# IEEE-CIS Fraud Detection

## Background

The [ieee-fraud-detection](https://www.kaggle.com/c/ieee-fraud-detection/overview) is a competition hosted by kaggle for  [IEEE Computational Intelligence Society (IEEE-CIS)](https://cis.ieee.org/). The challenge requires participants to predict the probability that an online transaction is fraudulent, as denoted by the binary target isFraud.

## Dataset

The [data](https://www.kaggle.com/c/14242/download-all) is broken into two files: identity and transaction, which are joined by TransactionID; not all transactions have corresponding identity information.

### Import packages

In [1]:
from keras.callbacks import Callback
from keras.layers import Dense, Input, Dropout, BatchNormalization, Activation
from keras.models import Model
from keras.optimizers import Adam, Nadam
from keras.utils import plot_model
from keras.utils.generic_utils import get_custom_objects
from sklearn.metrics import roc_auc_score

import keras
import keras.backend as K
import numpy as np
import pandas as pd
import random
import tensorflow as tf
import warnings
warnings.filterwarnings("ignore")

np.random.seed(42) # NumPy
random.seed(42) # Python
tf.set_random_seed(42) # Tensorflow

Using TensorFlow backend.


### Data Loading and Preprocessing

After a brief investigation there isn't any significant improvement by using all features; hence, only the features from transaction table were used. The transaction data has categorical and numerical features: 

- for numerical features: 
    - log-transform was applied to skewed data to make it normally distributed
    - standardization was applied to make the training process well behaved because the numerical condition of the optimization problems is improved.
- for categorical features: 
    - OneHot transformation using only the top 50 categories per feature to reduce sparsity.

In [2]:
import dataproc
X_tr, X_val, X_test, y_tr, y_val, sub = dataproc.main(upsample=True)

### Modeling

Focal loss and binary cross entropy were used as loss functions

In [3]:
# Compatible with tensorflow backend
class roc_callback(Callback):
    def __init__(self,training_data,validation_data):
        self.x = training_data[0]
        self.y = training_data[1]
        self.x_val = validation_data[0]
        self.y_val = validation_data[1]


    def on_train_begin(self, logs={}):
        return

    def on_train_end(self, logs={}):
        return

    def on_epoch_begin(self, epoch, logs={}):
        return

    def on_epoch_end(self, epoch, logs={}):
        y_pred_val = self.model.predict(self.x_val)
        roc_val = roc_auc_score(self.y_val, y_pred_val)
        print('\rroc-auc_val: %s' % (str(round(roc_val,4))),end=100*' '+'\n')
        return

    def on_batch_begin(self, batch, logs={}):
        return

    def on_batch_end(self, batch, logs={}):
        return
    
def focal_loss(gamma=2., alpha=.25):
    def focal_loss_fixed(y_true, y_pred):
        pt_1 = tf.where(tf.equal(y_true, 1), y_pred, tf.ones_like(y_pred))
        pt_0 = tf.where(tf.equal(y_true, 0), y_pred, tf.zeros_like(y_pred))
        return -K.mean(alpha * K.pow(1. - pt_1, gamma) * K.log(K.epsilon()+pt_1))-K.mean((1-alpha) * K.pow( pt_0, gamma) * K.log(1. - pt_0 + K.epsilon()))
    return focal_loss_fixed

def custom_gelu(x):
    return 0.5 * x * (1 + tf.tanh(tf.sqrt(2 / np.pi) * (x + 0.044715 * tf.pow(x, 3))))
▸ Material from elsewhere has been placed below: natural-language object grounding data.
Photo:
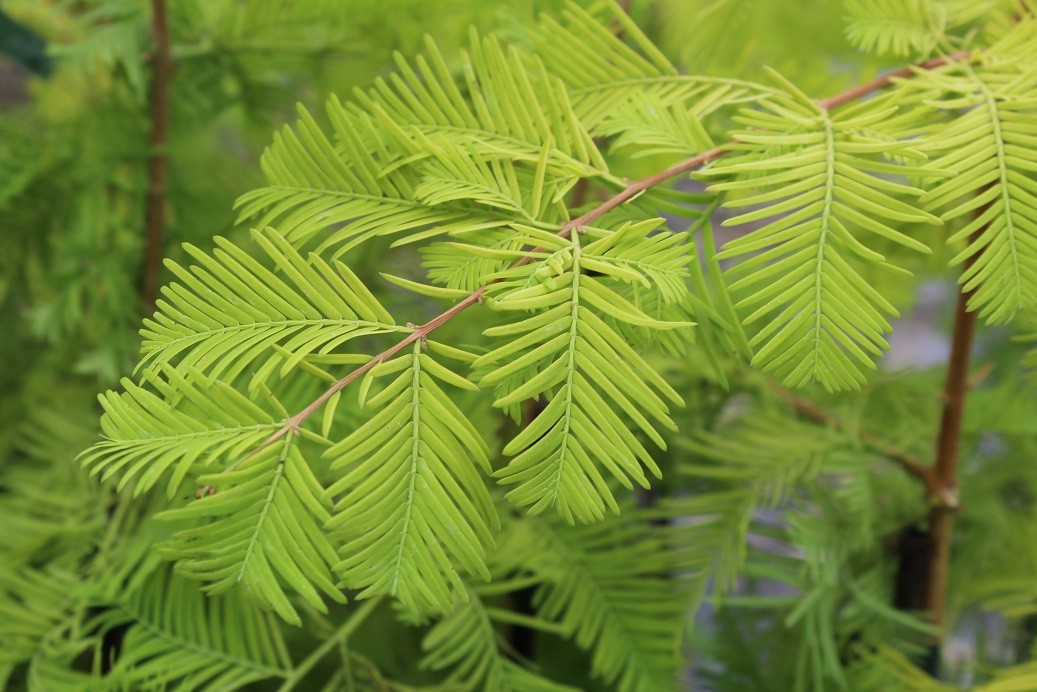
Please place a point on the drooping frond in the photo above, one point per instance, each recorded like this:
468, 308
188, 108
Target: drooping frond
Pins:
611, 585
989, 146
261, 526
177, 637
467, 642
35, 607
468, 270
649, 128
606, 76
417, 157
412, 506
260, 522
49, 507
590, 376
757, 466
226, 312
897, 27
817, 177
190, 422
get_custom_objects().update({'custom_gelu': Activation(custom_gelu)})
get_custom_objects().update({'focal_loss_fn': focal_loss()})

W1018 19:18:35.128804  3664 deprecation_wrapper.py:119] From C:\ProgramData\Anaconda3\lib\site-packages\keras\backend\tensorflow_backend.py:74: The name tf.get_default_graph is deprecated. Please use tf.compat.v1.get_default_graph instead.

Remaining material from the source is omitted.